Exhibit 10.41
CONSULTING AGREEMENT
Consulting Agreement, dated as of April 1, 1999, between CVC, Inc.,
(the "Company") a Delaware corporation, and Xxxxxx X. Xxxxxxxx, Xx., an
individual ("Consultant").
WHEREAS, the Company, CVC Acquisition Corporation, a Virginia
corporation and a wholly owned subsidiary of the Company ("Sub") and
Commonwealth Scientific Corporation, a Virginia corporation ("CSC"), are
entering into an Agreement and Plan of Merger (the "Merger Agreement"), dated as
of the date hereof, providing for the merger of Sub with and into CSC (the
"Merger");
WHEREAS, the Consultant is the Chief Executive Officer and principal
shareholder of CSC; and
WHEREAS, effective as of the closing of the Merger, the Company desires
to enter into a consulting relationship with Consultant upon the terms and
conditions set forth in this Agreement, and Consultant wishes to accept such
consulting relationship upon the terms and conditions set forth in this
Agreement.
NOW, THEREFORE, in consideration of and in reliance upon the foregoing
and the covenants, obligations and agreements contained herein, the Company and
Consultant hereby agree as follows:
1. CONSULTING PERIOD.
(a) Subject to early termination as provided in Section 4 of this
Agreement, the term of this Agreement will be the three year period beginning on
the date of the closing of the Merger (the "Commencement Date") and ending on
the third anniversary of such date (unless the term is extended as described in
paragraph (b) below (the "Consulting Period").
(b) In the event that there has not been a Liquidation Event (as
defined in paragraph (c) below) prior the third anniversary of the Commencement
Date, the term of this Agreement shall be extended for a period ending upon the
occurrence of a Liquidation Event, but in no event for a period exceeding two
years.
(c) For purposes hereof, a "Liquidation Event" shall mean the
occurrence of an event in which Consultant would have the ability to, and choose
to, exchange shares of common stock of the Company held by Consultant for
readily marketable securities or cash, having a value of $4.0 million.
2. CONSULTING SERVICES. During the Consulting Period, Consultant agrees to
provide technology, product, design and other advice as required by the Company
(the "Consulting Services"). During the Consulting Period, Consultant shall be
available to
perform the Consulting Services as reasonably requested by the Company;
PROVIDED, HOWEVER, that (i) during the first year of the Consulting Period,
Consultant is not required to perform services for more than an aggregate of 100
hours per calendar month, (ii) during the second year of the Consulting Period,
Consultant is not required to perform services for more than an aggregate of 75
hours per calendar month, and (iii) during the third year of the Consulting
Period, Consultant is not required to perform services for more than an
aggregate of 50 hours per calendar month.

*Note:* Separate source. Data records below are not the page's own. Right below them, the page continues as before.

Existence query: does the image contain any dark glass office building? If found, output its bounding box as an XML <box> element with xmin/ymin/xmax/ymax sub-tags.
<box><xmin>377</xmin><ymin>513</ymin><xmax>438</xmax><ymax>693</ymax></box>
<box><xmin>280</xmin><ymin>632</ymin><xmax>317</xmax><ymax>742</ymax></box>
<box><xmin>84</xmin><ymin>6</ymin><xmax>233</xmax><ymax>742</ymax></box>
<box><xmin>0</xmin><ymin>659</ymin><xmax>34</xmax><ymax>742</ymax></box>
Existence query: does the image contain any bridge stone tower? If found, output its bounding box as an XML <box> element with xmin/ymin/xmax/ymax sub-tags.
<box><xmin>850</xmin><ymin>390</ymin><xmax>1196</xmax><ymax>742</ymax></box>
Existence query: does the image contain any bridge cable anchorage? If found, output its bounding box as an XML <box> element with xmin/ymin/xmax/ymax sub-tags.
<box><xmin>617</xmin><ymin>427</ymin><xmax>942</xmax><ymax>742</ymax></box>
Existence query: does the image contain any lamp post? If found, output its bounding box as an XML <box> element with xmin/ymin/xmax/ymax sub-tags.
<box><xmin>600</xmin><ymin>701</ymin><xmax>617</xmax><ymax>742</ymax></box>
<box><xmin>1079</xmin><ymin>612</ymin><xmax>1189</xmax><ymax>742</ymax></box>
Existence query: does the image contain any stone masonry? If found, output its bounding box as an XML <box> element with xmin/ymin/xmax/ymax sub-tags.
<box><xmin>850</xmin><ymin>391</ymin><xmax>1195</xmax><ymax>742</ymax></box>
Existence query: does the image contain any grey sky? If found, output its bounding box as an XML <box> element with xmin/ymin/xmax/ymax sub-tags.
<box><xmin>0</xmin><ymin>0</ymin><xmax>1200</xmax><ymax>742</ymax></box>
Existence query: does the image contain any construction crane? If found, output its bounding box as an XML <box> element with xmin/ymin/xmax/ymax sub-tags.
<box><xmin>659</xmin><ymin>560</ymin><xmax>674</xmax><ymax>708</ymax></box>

In no event shall Consultant be
required to regularly report or work at locations designated by the Company that
are outside of Northern Virginia or the Greater Washington, D.C. metropolitan
area, without the Consultant's express consent.
3. COMPENSATION.
(a) CONSULTING FEES. The Company shall pay Consultant a base fee at the
rate of (i) $200,000 for the first year of the Consulting Period, (ii) $175,000
for the second year of the Consulting Period (iii) $150,000 for the third year
of the Consulting Period, and (iv) $150,000 per year for any subsequent years
due to the extension of the Consulting Period pursuant to Section 1(b) hereof
(the "Consulting Fee"), payable on a by-weekly basis irrespective of the number
of hours served.
(b) MEDICAL COVERAGE. During the Consulting Period, Consultant and his
dependents will be covered under the medical benefit plans generally in effect
from time to time for senior executives of the Company and their dependents,
including dental and prescription drug coverage, if any, provided that the
Company will bear 100% of the costs of any such coverage.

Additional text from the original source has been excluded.